RoboCop 3 Review

3 / 5 (2 votes)

robocop 3box

Author: John Legendoffzelda

The one interesting part of Ocean’s leaden adaptation of RoboCop 3 is that their game precedes the film by an entire year. Not many licensed games have ever accidentally spoiled the entirety of their sources before people got to see the source. But then, there wasn’t any real consequence here considering what an unmitigated disaster the film was; a total distortion of the first movie, with a last line that undoes the first movie’s entire point. RoboCop 3 ranks only behind Star Wars Episode I as the 1990s movie sequel that sends the most shivers up moviegoers’ spines. The game isn’t even as interesting in its own badness, though at least in its blandness it’s a functional action title. It’s far worse to fall apart, I’d say, than to outright bore.

Taking control of Alex Murphy, the “RoboCop” of the title, the action is sluggish and unremarkable. The game isn’t even a run-and-gun because Alex doesn’t run at all: it’s more like he determinedly marches all throughout Detroit. He marches past the city’s dilapidated buildings, through its spacious sewers, and soon enough through the interiors of the massive Omni Consumer Products headquarters, all while his legs whir and clank with menial purpose. And when I say “soon enough”, I mean the game can logically be finished in half an hour – there’s nothing to it except four lengthy shooting galleries and two extra stages – and the creators counter this problem with the lazy practice of ratcheting up the difficulty all around.

What’s bothersome about this game, come to think of it, is that it does double damage to the RoboCop character; it draws from a work that inflates him to a cartoon-superhero stature and then it nullifies that stature by weakening him substantially. That impervious OCP technology keeping Alex alive is now really weak against bullets and other enemy projectiles, and darned if they don’t come from everywhere; whether they come from human mooks distinguishable mostly by their differently-colored pants or malicious robots that fly in from nowhere. Hitting these enemies is a rote process of ducking and firing Alex’s pistol, with a punch ability that’s largely useless in the long term.

Enemy arrangement pretty much forces the player to do nothing except shoot, which becomes a problem if Alex wanders too far past whatever is firing at him but it isn’t anything that punching could ever solve. It’s not the only problem to worry about when shooting either; the player also has to manage his ammunition at all times. And when trying to eliminate some picky enemies, you better believe that it’ll run out. Ammo can be conserved by toggling through the different weapons that Alex picks up, or by picking up one of the bouncing square icons scattered through the stage.

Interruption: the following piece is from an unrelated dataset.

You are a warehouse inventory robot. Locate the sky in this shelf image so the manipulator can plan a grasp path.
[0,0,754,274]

The icons also restore health and grant the extra guns, but only if Robocop can reach them first – a few too many stray bullets will destroy him, which is an absolute cheap thing to have happen. But all the danger that he has to go through will likely kill him anyway.

There’s only five gun varieties to use. And apart from Alex’s standard pistol, there’s a laser shot; a flamethrower; a rocket launcher; and an erratic three-way spread gun. The other guns do what they should, but the spread gun is supposedly meant to hit enemies that are out of normal, straight-ahead range: those three directions it fires in are too large to accommodate for that feature, and since it’s so easy for the player to misalign himself with a mook from up above, what good is it anyway? All it becomes then is stronger firepower that’s spent too quickly, like the rest of it.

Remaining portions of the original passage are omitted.